11th International Conference on Hard and Electromagnetic Probes of High-Energy Nuclear Collisions

Heavy flavor jets are powerful tools to gain insight into the in-medium partonic energy loss mechanisms and the transport properties of the quark-gluon plasma (QGP) in high-energy nuclear collisions. In this work, we present the first theoretical study of the longitudinal momentum fraction $z_{||}$ carried by ${\mathrm{D}}^0$ meson in jets in Pb+Pb collisions at $\sqrt{s_{\mathrm{N}\mathrm{N}}}$ = 5.02 TeV. The p+p baseline is provided by POWHEG+PYTHIA8 which matches the next-to-leading order hard processes with the parton shower. The in-medium evolution of heavy quark jets is employed by a Monte Carlo transport model which takes into account the collsional and radiative partonic energy loss in the expanding QGP. We observe steeper $z_{||}$ distributions of ${\mathrm{B}}^0$-jet compared to that of ${\mathrm{D}}^0$-jet at the same kinematics region in p+p collisions, which may be a hint of the harder jet fragmentation function of b-jet compared to c-jet in vacuum.
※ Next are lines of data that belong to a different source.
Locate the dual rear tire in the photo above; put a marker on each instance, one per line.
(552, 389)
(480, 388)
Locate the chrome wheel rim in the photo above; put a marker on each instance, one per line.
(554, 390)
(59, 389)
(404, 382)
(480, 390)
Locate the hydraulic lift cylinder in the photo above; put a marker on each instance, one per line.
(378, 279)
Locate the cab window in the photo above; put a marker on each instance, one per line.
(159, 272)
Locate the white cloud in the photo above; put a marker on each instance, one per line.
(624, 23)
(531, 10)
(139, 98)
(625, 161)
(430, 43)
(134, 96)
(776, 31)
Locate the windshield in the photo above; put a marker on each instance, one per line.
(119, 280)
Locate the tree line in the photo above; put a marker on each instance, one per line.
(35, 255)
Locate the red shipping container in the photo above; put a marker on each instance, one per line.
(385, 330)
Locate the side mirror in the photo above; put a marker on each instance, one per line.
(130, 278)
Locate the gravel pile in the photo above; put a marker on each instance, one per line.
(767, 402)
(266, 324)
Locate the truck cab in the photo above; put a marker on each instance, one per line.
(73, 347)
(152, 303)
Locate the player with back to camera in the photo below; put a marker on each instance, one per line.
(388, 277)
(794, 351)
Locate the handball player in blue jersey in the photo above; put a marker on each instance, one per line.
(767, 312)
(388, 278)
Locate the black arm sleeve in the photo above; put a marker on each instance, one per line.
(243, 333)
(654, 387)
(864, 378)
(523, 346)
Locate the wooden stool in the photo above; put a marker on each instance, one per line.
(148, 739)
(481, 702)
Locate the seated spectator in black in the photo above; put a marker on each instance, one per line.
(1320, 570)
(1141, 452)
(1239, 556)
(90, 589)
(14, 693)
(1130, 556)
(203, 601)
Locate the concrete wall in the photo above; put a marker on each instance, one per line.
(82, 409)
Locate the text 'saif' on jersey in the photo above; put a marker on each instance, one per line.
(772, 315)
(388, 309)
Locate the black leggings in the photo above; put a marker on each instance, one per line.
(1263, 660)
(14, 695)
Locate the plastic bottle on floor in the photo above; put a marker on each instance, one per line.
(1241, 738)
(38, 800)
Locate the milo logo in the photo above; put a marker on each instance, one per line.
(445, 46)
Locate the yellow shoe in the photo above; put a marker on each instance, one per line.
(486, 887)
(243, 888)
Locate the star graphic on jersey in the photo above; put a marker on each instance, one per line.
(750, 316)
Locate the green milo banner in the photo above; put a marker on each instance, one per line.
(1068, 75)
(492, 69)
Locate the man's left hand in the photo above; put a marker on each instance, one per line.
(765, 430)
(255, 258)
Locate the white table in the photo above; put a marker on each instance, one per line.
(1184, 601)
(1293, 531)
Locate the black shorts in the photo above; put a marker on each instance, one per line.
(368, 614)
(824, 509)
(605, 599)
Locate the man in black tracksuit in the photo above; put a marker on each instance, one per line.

In A+A collisions, it is shown that the jet quenching effect would in general decrease the values of $z_{||}$. In addition, we predict visibly stronger nuclear modifications of ${\mathrm{B}}^0$-jet $z_{||}$ distributions compared to ${\mathrm{D}}^0$-jet within the same $p_{\mathrm{T}}$ windows, as a result of the much steeper initial $z_{||}$ distribution of ${\mathrm{B}}^0$-jet in vacuum.